Muito embora a previsão de crescimento do PIB dos países da América Latina não seja das melhores para 2022 (3% na média para a região) – com o Brasil inclusive puxando o possível resultado para baixo e não ultrapassando 1,5% –, os investimentos em tecnologia da informação e telecomunicações (TICs) seguem “descolados” da curva e seguirão aumentando.
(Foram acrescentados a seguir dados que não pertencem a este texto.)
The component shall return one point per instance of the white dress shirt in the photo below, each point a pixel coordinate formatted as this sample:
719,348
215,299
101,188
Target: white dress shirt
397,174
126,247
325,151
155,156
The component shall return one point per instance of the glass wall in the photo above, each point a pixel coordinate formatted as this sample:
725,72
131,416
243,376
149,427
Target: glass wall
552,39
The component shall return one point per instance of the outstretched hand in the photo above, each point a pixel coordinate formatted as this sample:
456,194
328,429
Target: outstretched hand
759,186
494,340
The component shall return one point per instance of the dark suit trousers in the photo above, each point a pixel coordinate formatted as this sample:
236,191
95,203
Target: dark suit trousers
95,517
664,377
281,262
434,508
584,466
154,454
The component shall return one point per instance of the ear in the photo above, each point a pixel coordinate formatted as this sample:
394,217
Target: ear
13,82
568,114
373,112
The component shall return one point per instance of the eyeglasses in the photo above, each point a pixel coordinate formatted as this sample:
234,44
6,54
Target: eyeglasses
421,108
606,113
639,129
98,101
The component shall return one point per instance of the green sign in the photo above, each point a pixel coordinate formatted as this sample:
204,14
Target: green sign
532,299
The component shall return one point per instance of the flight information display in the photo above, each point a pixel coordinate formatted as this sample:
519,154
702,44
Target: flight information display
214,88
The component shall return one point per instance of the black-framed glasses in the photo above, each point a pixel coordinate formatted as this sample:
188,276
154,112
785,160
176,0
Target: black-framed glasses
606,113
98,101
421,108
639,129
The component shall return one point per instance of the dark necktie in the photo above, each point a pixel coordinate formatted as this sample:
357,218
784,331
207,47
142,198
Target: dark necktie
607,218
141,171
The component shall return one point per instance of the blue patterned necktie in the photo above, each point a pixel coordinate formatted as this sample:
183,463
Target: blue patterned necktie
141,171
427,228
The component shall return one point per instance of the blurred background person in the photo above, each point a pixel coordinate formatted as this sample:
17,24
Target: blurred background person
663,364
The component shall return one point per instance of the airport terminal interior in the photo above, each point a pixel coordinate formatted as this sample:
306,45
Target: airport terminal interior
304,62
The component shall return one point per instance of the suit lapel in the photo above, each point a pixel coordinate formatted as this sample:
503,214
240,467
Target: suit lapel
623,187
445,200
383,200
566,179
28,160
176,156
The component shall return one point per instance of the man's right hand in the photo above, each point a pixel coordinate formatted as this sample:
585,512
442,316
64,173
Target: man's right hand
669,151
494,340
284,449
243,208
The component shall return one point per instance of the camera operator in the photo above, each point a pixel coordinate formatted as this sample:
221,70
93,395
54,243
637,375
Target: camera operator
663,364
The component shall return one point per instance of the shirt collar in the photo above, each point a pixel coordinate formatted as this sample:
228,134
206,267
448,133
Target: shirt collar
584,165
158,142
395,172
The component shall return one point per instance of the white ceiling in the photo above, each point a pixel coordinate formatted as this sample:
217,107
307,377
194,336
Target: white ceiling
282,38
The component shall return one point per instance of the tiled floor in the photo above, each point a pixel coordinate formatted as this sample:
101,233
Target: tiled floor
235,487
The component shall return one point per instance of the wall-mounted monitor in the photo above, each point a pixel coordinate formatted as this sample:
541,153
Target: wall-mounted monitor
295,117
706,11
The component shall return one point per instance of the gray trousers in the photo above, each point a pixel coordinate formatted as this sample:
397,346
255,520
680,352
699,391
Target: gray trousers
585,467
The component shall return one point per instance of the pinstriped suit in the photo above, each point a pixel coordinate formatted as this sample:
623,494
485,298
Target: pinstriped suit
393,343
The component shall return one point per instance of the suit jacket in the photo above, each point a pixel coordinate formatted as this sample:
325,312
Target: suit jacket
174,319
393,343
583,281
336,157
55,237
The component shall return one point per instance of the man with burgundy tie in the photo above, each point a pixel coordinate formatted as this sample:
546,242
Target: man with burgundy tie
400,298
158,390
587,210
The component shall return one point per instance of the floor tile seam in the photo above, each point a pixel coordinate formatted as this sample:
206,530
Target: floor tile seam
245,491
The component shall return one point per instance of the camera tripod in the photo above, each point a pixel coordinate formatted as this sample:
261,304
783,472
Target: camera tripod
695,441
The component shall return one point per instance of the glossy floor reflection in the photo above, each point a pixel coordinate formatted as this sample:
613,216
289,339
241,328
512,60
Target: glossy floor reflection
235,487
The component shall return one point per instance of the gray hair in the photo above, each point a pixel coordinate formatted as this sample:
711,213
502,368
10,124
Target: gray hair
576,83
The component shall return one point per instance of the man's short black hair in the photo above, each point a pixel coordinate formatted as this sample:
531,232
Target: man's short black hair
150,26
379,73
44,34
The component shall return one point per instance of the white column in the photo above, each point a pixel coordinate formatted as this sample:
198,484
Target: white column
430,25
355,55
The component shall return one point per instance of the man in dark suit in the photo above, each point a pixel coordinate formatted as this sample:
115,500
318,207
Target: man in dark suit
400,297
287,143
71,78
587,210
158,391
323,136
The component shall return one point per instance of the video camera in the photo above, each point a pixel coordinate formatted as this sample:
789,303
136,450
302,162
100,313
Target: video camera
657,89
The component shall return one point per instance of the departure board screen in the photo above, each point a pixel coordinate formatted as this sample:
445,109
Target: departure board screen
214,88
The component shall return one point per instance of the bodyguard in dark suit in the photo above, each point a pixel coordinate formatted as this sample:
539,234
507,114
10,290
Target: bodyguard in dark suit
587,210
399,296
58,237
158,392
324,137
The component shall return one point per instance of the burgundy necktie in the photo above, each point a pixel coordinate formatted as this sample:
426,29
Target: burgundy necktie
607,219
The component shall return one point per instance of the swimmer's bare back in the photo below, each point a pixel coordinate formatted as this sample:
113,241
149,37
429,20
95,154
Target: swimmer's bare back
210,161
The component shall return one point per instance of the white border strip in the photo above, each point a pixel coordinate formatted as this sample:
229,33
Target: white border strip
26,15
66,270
A demanda elevada por soluções e requisitos de negócios cada vez mais digitais puxarão o crescimento no Brasil, que deve superar o crescimento obtido em 2021, chegando a 8,2%. Essas são as expectativas gerais do IDC, que reuniu a imprensa nessa terça-feira (8) para apresentar suas 10 principais previsões para o ano de 2022, no que diz respeito ao mercado de TICs. Por segmento, TI deve crescer 10,6%, enquanto telecomunicações subirá 4%. Já o mercado de TI corporativa (ou enterprise), composto exclusivamente por empresas, deve crescer 8,9%. O country manager da consultoria no Brasil, Denis Arcieri, diz que não por acaso a maioria absoluta dos CIOs das empresas brasileiras (ou cerca de 95%) dizem quem pretendem ampliar ou manter orçamentos de TI para os próximos 12 meses. “E menos de 5% das empresas disseram que o orçamento vai reduzir”, salientou o executivo, dizendo tratar-se do menor índice já registrado em estudos da consultoria. “Historicamente o índice chegava a 15%.” É um índice bastante próximo do obtido pela IT Mídia em um estudo recente, e que mostrou expectativa de manutenção ou aumento dos orçamentos de TI por parte de 96% dos CIOs e gestores de tecnologia. Claro que esse resultado não vem sem desafios. Por exemplo, dificuldades no abastecimento de produtos no mercado nacional, causado em parte pela persistente crise de componentes que ainda afeta o mercado global. Apesar de, conforme declara o IDC, ter havido melhora na disponibilidade em 2022 graças aos investimentos feitos por grandes fabricantes, principalmente em chips de 10nm ou menos, ou seja, os mais avançados. De todo modo é um elemento que, segundo Reinaldo Sakis, gerente de consumer do IDC Brasil, pode “fazer com que os fabricantes sintam impactos”. Outro dificultador da jornada digital e, por consequência, dos investimentos em tecnologia, é a cibersegurança – que também aparece no topo das prioridades dos CIOs. Não pelos melhores motivos, já que globalmente 38% das empresas admitem ter sofrido ataques de ransomware, com diferentes níveis de impacto. Confira a seguir as 10 previsões do IDC para o mercado de TIC em 2022.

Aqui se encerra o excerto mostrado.